The short answer is the usual one: if you try to apply an identity without paying attention to when that identity is valid, you're likely to get all sorts of nonsensical results.
It's fair to speculate that the identities may still hold in situations where you haven't checked... but as soon as you derive something suspicious, you should suspect your speculation was wrong.
That said, the equation you wrote is actually true in a certain sense: the complex logarithm, $\log$, is not a function: it's a "multi-valued function", and the set of values the left hand side can take is equal to the set of values the right hand side can take.
In particular, $\log(-1)$ has the values $(\pi + 2 \pi n) \mathbf{i}$, where $n$ ranges over all integers.
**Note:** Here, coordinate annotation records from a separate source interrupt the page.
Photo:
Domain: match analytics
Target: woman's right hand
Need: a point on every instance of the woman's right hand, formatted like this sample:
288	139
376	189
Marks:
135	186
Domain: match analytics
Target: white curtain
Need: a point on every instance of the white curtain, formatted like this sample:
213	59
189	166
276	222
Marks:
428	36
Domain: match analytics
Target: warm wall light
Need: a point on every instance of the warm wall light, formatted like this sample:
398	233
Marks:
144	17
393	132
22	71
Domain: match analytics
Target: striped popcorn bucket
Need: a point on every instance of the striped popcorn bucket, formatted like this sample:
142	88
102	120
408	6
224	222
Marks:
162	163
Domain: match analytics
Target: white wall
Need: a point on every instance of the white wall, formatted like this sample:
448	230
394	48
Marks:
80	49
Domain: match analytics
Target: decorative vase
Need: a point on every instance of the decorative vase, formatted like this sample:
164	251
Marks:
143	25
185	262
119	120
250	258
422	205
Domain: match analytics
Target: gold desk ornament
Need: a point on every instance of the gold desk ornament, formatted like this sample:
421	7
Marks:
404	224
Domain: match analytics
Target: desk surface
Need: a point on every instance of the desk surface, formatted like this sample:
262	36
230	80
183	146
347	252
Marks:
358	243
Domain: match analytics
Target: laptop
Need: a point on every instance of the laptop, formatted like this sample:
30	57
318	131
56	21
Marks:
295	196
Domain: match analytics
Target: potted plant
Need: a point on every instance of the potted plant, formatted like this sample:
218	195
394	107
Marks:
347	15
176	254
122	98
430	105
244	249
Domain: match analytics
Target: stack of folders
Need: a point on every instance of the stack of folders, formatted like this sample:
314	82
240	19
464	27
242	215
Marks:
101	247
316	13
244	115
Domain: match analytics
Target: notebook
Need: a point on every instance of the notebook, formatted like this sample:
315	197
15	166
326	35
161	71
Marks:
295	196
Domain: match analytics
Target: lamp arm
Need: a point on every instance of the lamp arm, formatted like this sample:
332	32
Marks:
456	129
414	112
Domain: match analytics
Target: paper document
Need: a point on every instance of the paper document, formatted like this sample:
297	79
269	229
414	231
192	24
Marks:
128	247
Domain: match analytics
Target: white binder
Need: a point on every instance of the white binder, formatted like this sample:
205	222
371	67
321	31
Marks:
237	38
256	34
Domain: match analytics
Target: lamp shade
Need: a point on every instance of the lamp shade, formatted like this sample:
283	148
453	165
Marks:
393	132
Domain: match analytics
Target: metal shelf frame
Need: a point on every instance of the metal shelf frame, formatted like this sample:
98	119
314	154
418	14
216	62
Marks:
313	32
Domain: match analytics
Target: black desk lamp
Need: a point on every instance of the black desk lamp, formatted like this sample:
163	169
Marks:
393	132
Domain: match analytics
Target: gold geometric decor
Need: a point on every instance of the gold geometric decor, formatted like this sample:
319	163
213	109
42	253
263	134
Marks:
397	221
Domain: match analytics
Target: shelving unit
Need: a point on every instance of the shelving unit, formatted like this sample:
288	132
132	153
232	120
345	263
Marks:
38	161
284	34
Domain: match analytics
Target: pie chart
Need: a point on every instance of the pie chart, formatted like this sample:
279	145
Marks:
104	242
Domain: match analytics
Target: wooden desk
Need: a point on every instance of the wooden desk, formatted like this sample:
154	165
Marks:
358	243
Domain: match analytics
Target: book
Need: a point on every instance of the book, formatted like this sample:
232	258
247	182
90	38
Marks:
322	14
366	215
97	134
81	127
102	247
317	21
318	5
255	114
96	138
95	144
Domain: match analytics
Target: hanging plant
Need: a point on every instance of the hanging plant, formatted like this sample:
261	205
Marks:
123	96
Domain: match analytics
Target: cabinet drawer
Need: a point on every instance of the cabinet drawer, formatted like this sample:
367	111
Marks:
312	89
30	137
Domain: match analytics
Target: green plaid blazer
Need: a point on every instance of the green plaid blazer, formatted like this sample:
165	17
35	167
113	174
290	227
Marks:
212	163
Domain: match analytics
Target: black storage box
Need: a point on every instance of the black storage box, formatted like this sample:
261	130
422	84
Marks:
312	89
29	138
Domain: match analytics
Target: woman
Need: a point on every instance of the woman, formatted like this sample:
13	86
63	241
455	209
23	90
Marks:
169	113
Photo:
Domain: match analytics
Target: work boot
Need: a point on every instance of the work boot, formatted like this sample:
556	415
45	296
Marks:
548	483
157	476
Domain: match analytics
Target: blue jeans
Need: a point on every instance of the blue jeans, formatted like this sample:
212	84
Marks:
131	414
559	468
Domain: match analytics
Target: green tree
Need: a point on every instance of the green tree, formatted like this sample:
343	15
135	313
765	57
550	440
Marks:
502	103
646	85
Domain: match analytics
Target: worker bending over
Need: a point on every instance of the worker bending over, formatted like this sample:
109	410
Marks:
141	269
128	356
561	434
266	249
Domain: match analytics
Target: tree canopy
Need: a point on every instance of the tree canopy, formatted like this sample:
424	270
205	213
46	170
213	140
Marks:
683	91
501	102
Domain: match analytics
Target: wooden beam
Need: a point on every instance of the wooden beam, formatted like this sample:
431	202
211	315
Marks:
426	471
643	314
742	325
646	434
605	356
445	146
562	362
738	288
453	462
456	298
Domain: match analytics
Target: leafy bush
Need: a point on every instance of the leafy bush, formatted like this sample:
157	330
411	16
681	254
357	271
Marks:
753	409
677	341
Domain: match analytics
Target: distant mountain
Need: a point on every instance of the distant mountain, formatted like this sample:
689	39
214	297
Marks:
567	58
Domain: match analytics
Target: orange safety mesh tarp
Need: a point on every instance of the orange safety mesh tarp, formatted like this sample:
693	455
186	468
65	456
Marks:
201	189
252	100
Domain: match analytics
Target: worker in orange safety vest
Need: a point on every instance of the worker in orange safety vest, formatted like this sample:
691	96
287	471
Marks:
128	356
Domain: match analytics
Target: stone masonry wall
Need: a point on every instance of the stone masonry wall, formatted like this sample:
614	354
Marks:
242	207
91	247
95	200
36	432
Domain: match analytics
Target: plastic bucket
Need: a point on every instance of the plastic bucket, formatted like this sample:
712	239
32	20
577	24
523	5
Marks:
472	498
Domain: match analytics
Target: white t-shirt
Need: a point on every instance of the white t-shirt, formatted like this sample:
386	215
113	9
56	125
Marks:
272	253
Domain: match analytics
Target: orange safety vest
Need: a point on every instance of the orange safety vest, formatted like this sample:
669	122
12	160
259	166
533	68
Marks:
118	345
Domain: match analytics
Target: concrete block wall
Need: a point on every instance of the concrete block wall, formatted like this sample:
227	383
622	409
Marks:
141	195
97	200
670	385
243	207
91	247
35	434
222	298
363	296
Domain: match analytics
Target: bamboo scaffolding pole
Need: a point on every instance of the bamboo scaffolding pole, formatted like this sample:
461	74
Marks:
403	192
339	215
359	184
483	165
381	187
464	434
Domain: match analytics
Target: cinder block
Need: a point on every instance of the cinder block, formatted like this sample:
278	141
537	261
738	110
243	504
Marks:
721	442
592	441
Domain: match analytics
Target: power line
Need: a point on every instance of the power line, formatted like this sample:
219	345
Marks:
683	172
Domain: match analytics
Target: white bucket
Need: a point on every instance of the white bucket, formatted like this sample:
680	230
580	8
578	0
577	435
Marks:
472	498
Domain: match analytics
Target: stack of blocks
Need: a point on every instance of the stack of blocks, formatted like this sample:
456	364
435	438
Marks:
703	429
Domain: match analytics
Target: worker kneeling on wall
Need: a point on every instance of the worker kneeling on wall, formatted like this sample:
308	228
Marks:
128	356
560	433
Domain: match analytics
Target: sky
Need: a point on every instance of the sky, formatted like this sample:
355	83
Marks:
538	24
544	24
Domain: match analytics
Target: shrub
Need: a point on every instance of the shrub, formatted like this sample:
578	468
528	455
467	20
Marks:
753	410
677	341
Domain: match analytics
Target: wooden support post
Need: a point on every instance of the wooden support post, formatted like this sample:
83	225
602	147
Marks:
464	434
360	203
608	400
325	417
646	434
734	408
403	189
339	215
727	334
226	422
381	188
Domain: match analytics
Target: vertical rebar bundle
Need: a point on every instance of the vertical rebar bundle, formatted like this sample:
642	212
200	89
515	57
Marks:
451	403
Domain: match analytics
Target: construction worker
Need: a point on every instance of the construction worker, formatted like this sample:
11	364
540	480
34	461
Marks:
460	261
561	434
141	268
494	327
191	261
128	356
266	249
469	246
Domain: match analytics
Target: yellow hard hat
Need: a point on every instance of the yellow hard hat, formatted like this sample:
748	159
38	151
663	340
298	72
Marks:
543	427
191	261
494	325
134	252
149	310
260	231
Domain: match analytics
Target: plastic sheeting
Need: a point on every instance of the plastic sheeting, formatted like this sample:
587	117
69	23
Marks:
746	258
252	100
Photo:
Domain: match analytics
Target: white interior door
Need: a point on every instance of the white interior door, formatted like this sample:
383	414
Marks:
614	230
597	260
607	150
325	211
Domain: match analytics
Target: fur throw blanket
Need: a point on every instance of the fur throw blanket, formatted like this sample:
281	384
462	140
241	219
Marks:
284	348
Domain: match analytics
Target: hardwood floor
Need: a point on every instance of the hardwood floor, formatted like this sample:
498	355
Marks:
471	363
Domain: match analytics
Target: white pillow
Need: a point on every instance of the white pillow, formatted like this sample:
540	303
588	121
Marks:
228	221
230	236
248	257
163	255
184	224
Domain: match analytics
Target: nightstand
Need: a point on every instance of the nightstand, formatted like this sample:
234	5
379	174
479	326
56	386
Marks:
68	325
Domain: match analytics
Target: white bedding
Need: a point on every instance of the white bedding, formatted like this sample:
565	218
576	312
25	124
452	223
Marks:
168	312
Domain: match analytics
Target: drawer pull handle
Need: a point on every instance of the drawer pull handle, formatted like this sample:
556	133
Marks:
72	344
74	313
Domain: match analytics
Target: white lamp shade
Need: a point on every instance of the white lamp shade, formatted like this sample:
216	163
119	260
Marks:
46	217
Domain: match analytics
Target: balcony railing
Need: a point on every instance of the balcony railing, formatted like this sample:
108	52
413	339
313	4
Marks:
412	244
It's easy to see that $\log(-1)$ and $-\log(-1)$ have the same set of values.
However, multi-valued functions are one of those things you should avoid like the plague until you actually learn them properly: it's way too easy to make mistakes. It's more "common to use the principal branch" of the complex logarithm, $\def\Log{\mathop{\mathrm{Log}}}\Log$, which really is an ordinary function.
But when you do, you have to pay attention to the fact that $\Log$ does not satisfy the identity $\Log(xy) = \Log(x) + \Log(y)$. However, we do know the difference between the left and right hand sides is either $0$, $2 \pi \mathbf{i}$, or $-2 \pi \mathbf{i}$. It's generally pretty easy to figure out which, once you understand what $\Log$ is computing.
As an aside, there are other variations on the logarithm where $\log(-1) = 0$. For these variations, the equation you wrote holds. :)